Puisne Justice of the British Columbia Court of Appeal
- In office March 24, 2021 – December 8, 2023
- Nominated by: Justin Trudeau
- Appointed by: Richard Wagner
- District: Vancouver

Puisne Justice of the Supreme Court of British Columbia
- In office June 21, 2017 – March 24, 2021
- Nominated by: Justin Trudeau
- Appointed by: David Johnston
- District: Kelowna

Judge of the Provincial Court of British Columbia
- In office 2013–2017

Personal details
- Alma mater: University of Victoria
- Profession: Lawyer

= Leonard Marchand Jr. =

Canadian judge

Leonard Marchand is the Chief Justice of the Court of Appeal of British Columbia and Chief Justice of the Court of Appeal of Yukon. Since the Court of Appeal is the highest court in British Columbia, the position can be titled as simply the "Chief Justice of British Columbia." He is the first person of Indigenous (First Nations) identity to hold the post of Chief Justice. He is the son of Donna Marchand (nee Parr) and politician Leonard Marchand.

== Early life ==
Marchand is Syilx and a member of the Okanagan Indian Band. He grew up in Kamloops, B.C.

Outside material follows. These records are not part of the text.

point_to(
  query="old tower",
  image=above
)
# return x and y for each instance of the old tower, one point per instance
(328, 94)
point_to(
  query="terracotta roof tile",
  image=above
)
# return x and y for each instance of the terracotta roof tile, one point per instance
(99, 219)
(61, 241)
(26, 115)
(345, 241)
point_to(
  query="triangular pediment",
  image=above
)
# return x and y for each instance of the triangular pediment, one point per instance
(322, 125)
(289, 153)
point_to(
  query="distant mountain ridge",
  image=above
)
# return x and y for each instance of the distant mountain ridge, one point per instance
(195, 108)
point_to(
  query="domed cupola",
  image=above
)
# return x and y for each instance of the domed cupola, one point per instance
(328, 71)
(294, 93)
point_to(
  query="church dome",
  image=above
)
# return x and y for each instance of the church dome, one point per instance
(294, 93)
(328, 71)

He graduated from the University of British Columbia in 1986 with a B.A.Sc. in chemical engineering. He worked in the oil industry for five years before attending law school at the University of Victoria, graduating in 1994.

== Career ==
From 1995 to 2013, he practiced law at Fulton & Company LLP in Kamloops, where his practice focused on the liability of public authorities, including by advancing civil claims for abuses suffered by residential school survivors.

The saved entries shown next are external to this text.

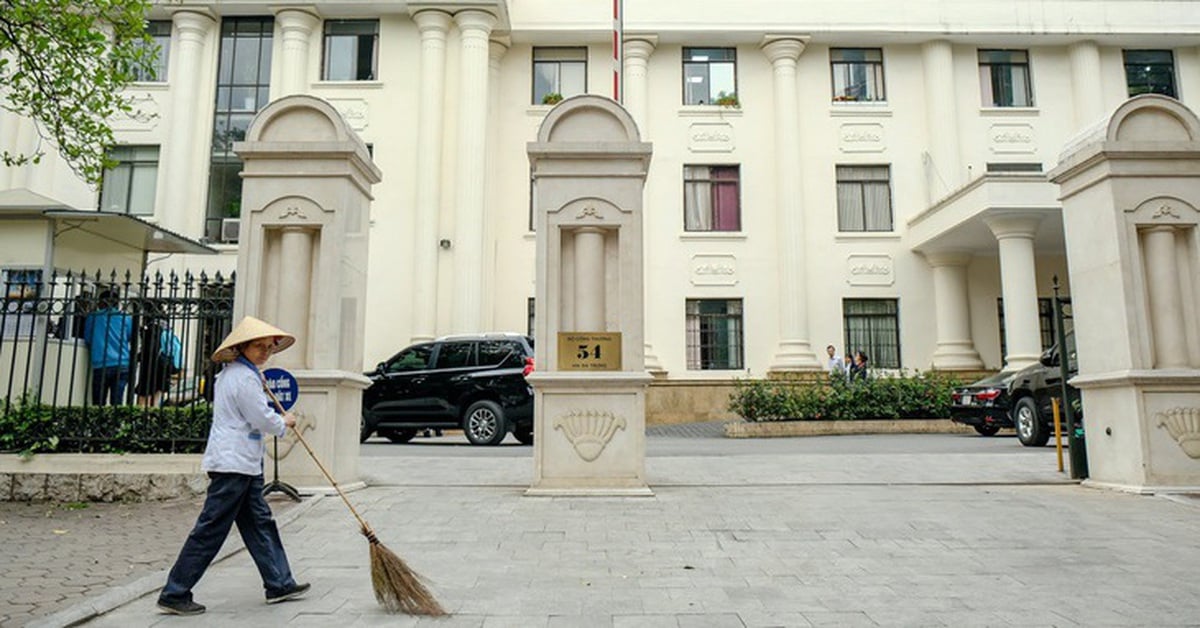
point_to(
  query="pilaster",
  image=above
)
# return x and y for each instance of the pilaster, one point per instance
(793, 352)
(433, 27)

Notably, in 2005, he helped negotiate and was a signatory to the Indian Residential Schools Settlement Agreement. He served on the Oversight Committee for the Independent Assessment Process and on the Chief Adjudicator's Reference Group.

Marchand was asked to serve on the Selection Committee to make recommendations on appointments to the Truth and Reconciliation Commission.

In 2013, he was appointed to the Provincial Court of British Columbia. He was appointed to the Supreme Court of British Columbia in 2017. He also presided in Kamloops Cknucwentn First Nations Sentencing Court in Kamloops. In 2021, he was appointed to the British Columbia Court of Appeal.

In December 2023, Marchand was appointed Chief Justice of British Columbia and the Chief Justice of the Court of Appeal of Yukon.